That the conflicting lock which caused the failure may no longer be
held by the time a human investigates, is only one possible outcome.
The conflicting lock that transpired in the past may not be the same
type of lock held nor the same holder in the present, even if /present/
is the moment near instantly after the failure; i.e. later investigation
may see a lock that was not an issue when the original conflict resulted
in the timeout. Thus a request to WRKOBJLCK OUTPUT(*PRINT) as response
to the timeout, will only be able to log the possible lock holder(s)
that may pose a potential conflict at that instant, but not necessarily
those conflicts that existed only an instant prior. So any attempt to
understand what lock was in conflict must take into consideration, that
locks are transient.
The better option is usually to make a process wait longer to obtain
a lock [e.g. longer DFTWAIT(), WAIT(), or WAITFILE() depending on the
type of lock issue], and/or make the process more robust by retrying the
failed operation several times before any notification is sent about the
issue. Simply extending the wait times is often sufficient to decrease
the number of failures from locking conflicts.
FWiW some attempts to locate locking conflicts are proactive reviews
[of a subset] of jobs looking for extended LCKW status, from which the
retrieved list of locks includes those which are WAITing versus HELD. A
retry option could be coded to reactively review instead, by including
between the failure and the retry, a request to submit a background job
to /watch my job for LCKW/ to catch the actual locks and holders that
are in conflict; if the timeout occurs, the failing job or reviewer can
obtain the extracted lock information from the background job.
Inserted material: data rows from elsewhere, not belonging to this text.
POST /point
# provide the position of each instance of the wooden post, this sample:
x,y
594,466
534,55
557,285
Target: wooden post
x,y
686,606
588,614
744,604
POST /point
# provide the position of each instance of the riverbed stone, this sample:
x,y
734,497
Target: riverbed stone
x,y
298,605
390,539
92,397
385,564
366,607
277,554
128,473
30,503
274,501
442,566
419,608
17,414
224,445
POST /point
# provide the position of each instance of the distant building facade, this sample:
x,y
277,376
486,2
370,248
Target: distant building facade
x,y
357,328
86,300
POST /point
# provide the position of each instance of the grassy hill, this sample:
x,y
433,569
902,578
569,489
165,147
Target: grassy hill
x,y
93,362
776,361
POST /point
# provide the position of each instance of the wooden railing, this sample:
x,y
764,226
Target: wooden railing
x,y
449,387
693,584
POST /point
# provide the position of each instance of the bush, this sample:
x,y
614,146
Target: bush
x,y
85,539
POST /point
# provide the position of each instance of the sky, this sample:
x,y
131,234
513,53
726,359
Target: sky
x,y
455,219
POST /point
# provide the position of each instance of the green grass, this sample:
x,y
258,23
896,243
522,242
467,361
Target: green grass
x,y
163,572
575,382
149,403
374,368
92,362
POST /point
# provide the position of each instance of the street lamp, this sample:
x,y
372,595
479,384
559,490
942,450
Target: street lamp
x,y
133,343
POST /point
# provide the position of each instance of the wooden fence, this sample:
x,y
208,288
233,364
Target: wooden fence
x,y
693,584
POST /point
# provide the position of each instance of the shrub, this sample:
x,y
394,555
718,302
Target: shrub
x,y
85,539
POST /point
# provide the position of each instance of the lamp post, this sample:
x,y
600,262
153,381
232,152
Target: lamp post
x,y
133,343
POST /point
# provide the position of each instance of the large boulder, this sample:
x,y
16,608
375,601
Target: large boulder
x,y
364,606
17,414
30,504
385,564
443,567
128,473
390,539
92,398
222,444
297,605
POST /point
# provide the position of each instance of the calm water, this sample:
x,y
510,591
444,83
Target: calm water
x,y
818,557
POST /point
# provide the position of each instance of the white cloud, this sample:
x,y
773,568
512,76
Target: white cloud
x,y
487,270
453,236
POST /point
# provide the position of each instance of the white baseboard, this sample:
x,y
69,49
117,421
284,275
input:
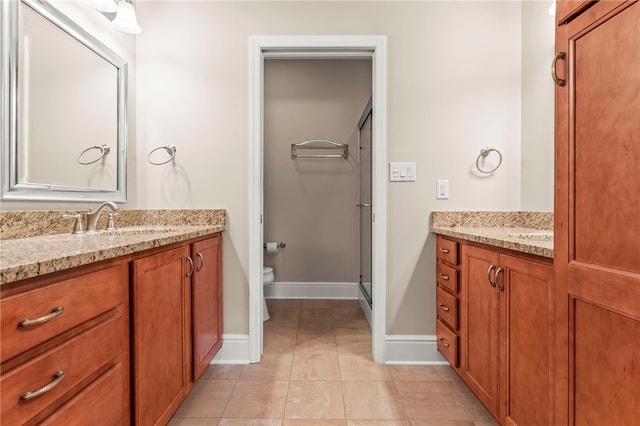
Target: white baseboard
x,y
412,350
234,350
303,290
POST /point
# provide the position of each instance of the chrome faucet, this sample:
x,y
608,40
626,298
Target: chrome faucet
x,y
93,216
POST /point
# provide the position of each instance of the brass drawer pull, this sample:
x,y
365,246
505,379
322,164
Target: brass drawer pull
x,y
492,283
191,267
445,344
201,257
57,378
29,322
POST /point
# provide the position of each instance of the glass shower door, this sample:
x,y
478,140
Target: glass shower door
x,y
364,202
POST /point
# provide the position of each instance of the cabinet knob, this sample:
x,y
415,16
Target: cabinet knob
x,y
492,283
497,283
190,272
201,265
29,322
560,82
57,378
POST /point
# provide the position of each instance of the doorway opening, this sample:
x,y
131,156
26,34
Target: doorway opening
x,y
320,47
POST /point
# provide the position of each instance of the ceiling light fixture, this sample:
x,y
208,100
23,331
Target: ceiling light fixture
x,y
108,6
126,18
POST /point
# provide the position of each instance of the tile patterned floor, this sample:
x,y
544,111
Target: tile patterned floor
x,y
317,370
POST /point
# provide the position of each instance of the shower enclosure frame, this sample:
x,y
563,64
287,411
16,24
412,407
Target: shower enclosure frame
x,y
305,47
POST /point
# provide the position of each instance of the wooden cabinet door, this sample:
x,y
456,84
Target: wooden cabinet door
x,y
597,217
206,291
161,301
525,346
480,326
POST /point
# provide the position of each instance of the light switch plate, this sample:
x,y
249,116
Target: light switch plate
x,y
442,189
402,172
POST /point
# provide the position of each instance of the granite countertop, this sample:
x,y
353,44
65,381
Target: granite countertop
x,y
26,255
526,232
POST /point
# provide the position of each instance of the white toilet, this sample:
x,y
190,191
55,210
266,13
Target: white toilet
x,y
267,278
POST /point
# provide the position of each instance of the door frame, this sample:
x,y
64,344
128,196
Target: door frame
x,y
330,47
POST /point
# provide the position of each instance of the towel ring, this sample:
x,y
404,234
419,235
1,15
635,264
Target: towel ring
x,y
104,150
484,153
171,150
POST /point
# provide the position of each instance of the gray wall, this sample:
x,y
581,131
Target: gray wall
x,y
310,203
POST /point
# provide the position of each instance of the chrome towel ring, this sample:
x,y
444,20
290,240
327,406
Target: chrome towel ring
x,y
170,149
484,153
104,150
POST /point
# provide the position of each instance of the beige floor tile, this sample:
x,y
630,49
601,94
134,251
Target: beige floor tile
x,y
271,367
440,400
315,366
442,422
352,326
280,326
316,343
207,399
314,400
250,422
316,303
355,344
354,367
316,313
425,373
188,421
348,313
279,343
316,326
313,422
222,372
372,400
257,400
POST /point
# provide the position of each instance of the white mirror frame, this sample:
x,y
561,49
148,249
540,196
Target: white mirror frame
x,y
11,189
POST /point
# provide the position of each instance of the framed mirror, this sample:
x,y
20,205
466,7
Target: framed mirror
x,y
64,97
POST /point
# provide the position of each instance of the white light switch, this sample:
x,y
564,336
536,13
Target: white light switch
x,y
402,172
442,189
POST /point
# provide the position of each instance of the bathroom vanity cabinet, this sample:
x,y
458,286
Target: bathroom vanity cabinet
x,y
65,348
505,329
121,341
176,325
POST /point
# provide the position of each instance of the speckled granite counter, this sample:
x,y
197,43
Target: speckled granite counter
x,y
26,251
526,232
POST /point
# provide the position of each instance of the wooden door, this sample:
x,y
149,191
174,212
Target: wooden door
x,y
160,304
480,326
526,334
206,290
597,216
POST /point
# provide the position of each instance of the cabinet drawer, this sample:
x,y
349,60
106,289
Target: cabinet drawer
x,y
447,250
96,404
446,276
81,299
447,308
78,358
447,343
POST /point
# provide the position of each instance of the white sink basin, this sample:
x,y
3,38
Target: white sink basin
x,y
534,236
136,230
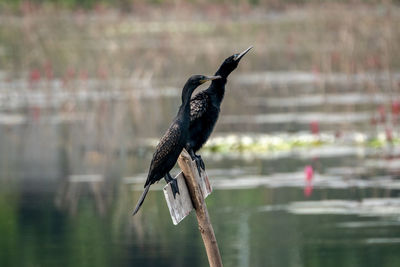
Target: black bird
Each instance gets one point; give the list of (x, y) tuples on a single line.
[(173, 141), (205, 108)]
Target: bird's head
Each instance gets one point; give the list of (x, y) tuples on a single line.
[(231, 63)]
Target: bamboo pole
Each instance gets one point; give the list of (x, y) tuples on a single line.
[(191, 174)]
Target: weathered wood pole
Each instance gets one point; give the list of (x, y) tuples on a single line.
[(190, 172)]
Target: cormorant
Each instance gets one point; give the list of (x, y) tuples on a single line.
[(173, 141), (205, 108)]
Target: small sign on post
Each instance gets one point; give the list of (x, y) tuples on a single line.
[(180, 206), (193, 189)]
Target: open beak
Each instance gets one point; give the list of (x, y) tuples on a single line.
[(210, 78), (239, 56)]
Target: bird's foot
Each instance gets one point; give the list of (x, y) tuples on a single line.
[(174, 187)]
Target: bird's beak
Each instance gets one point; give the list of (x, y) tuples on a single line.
[(210, 78), (238, 57)]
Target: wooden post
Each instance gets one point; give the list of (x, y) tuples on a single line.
[(191, 174)]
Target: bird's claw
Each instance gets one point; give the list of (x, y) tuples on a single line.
[(174, 187)]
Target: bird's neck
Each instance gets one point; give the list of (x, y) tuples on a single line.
[(184, 109), (217, 88)]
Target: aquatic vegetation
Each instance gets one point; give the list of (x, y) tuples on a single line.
[(263, 143)]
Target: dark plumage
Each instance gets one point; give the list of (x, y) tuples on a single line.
[(205, 107), (173, 141)]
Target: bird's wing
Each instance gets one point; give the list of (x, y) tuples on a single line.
[(198, 105), (164, 148)]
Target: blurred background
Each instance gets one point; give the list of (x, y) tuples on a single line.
[(304, 160)]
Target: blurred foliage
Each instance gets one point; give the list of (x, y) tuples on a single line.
[(129, 5)]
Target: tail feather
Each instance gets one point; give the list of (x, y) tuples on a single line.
[(142, 197)]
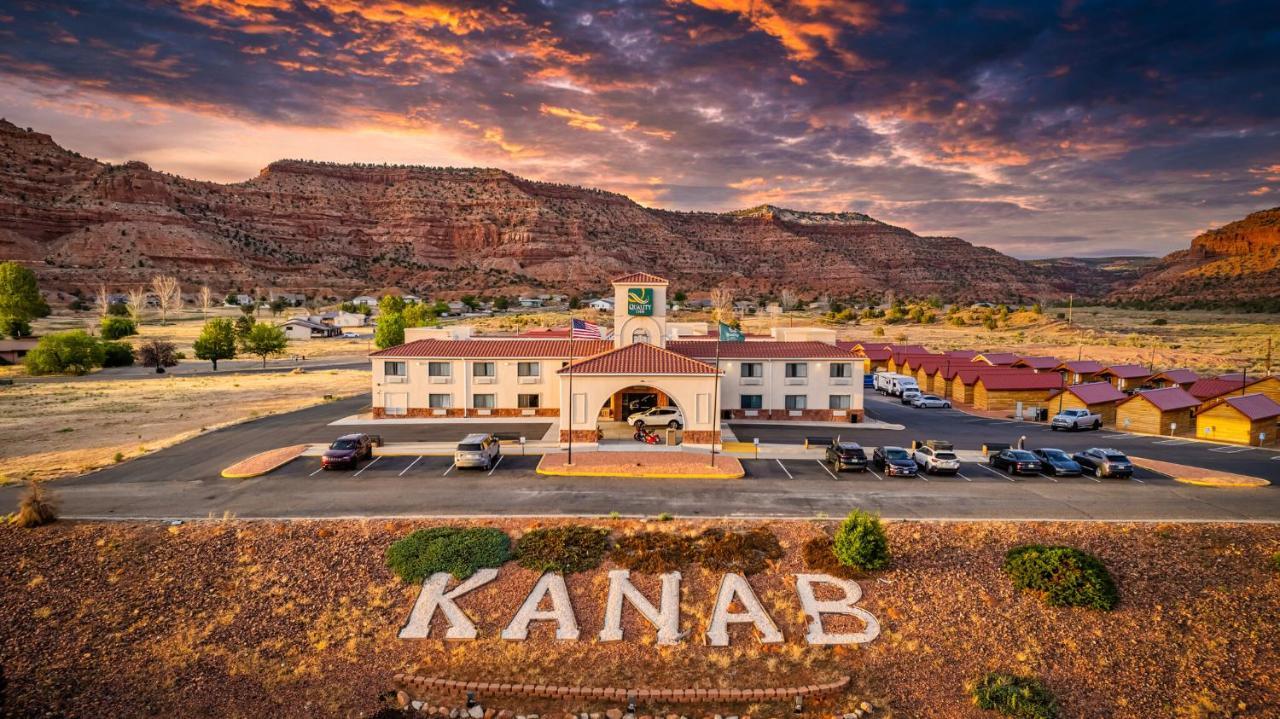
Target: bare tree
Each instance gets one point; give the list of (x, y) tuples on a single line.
[(137, 302), (206, 300), (168, 294)]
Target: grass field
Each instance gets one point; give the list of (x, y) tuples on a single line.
[(55, 429)]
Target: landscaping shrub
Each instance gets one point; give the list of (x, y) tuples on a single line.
[(458, 552), (117, 355), (819, 555), (36, 508), (1068, 576), (654, 553), (860, 541), (745, 553), (1022, 697), (567, 549)]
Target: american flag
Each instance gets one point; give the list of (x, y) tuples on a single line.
[(581, 329)]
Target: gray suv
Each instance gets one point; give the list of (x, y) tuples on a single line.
[(478, 450)]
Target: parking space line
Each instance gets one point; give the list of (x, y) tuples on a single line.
[(374, 461), (410, 466)]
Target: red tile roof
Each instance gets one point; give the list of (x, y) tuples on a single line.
[(494, 348), (639, 358), (1168, 399), (1095, 393), (763, 349), (1255, 406), (1125, 371), (639, 278)]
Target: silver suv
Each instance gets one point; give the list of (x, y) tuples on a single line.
[(478, 450)]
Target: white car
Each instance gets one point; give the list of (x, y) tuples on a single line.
[(937, 461), (929, 401), (657, 417)]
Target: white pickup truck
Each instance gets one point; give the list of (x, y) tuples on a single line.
[(1075, 420)]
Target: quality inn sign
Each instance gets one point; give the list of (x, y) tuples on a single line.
[(664, 617)]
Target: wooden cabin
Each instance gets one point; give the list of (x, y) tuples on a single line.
[(1249, 418), (1170, 412), (1005, 390), (1100, 398)]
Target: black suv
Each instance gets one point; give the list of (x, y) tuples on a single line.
[(846, 456)]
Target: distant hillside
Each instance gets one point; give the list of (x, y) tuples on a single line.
[(339, 229), (1237, 265)]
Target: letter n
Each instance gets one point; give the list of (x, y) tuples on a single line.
[(667, 621), (433, 596)]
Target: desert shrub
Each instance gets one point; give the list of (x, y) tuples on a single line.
[(458, 552), (744, 553), (819, 555), (117, 355), (567, 549), (860, 541), (36, 508), (1068, 576), (1010, 695), (653, 553), (115, 328)]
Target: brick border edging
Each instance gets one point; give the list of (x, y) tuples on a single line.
[(414, 685)]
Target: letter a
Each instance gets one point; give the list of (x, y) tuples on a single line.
[(561, 612), (816, 609), (735, 586), (433, 598), (666, 621)]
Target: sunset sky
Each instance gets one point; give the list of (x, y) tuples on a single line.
[(1037, 128)]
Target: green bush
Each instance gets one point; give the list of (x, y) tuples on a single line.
[(115, 328), (1022, 697), (1068, 576), (860, 541), (117, 355), (567, 549), (458, 552)]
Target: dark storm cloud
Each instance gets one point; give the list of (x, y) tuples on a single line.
[(1004, 120)]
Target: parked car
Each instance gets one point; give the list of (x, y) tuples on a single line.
[(1057, 462), (895, 461), (1015, 462), (348, 450), (1105, 462), (937, 461), (479, 450), (931, 401), (658, 416), (846, 456), (1075, 420)]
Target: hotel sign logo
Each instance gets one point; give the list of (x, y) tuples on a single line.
[(640, 301)]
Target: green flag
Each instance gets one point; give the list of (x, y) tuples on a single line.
[(730, 334)]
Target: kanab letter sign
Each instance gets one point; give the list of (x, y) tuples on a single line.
[(664, 617), (640, 301)]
Note: Some messages were updated to list one job which was holding a
conflicting lock when the lock timeout occurred. IIRC that information
was added to MCH5802 and MCH5804. As such some lock requests that
either leave the MCH message in the joblog or for which that data is
then extracted and contained in the function-specific message, a
possible origin is logged.
Doug Palme wrote:
We have several processes that spawn during the course of the night
from a CL called nightjob. If a process needs a file that is locked,
the program will send a page to whoever is on call so they can
determine if the program that has the lock errored out or if it can
This is where we have a problem......a lot of times this lock is at
a file level, which is not logged in the job log....And by the time
the programmer on call gets up and checks, the lock is gone......
We thought about adding WRKOBJLCK to the CL in order to trap it and
thus write it to the job log......but I wanted to ask the group for
any other ideas on how to figure this out. The problem is, it wakes
someone up and we are hoping to determine which process has it locked
(there are in the range of 300,000 processes that fire throughout
the night) and fix it so it will stop setting off blackberry.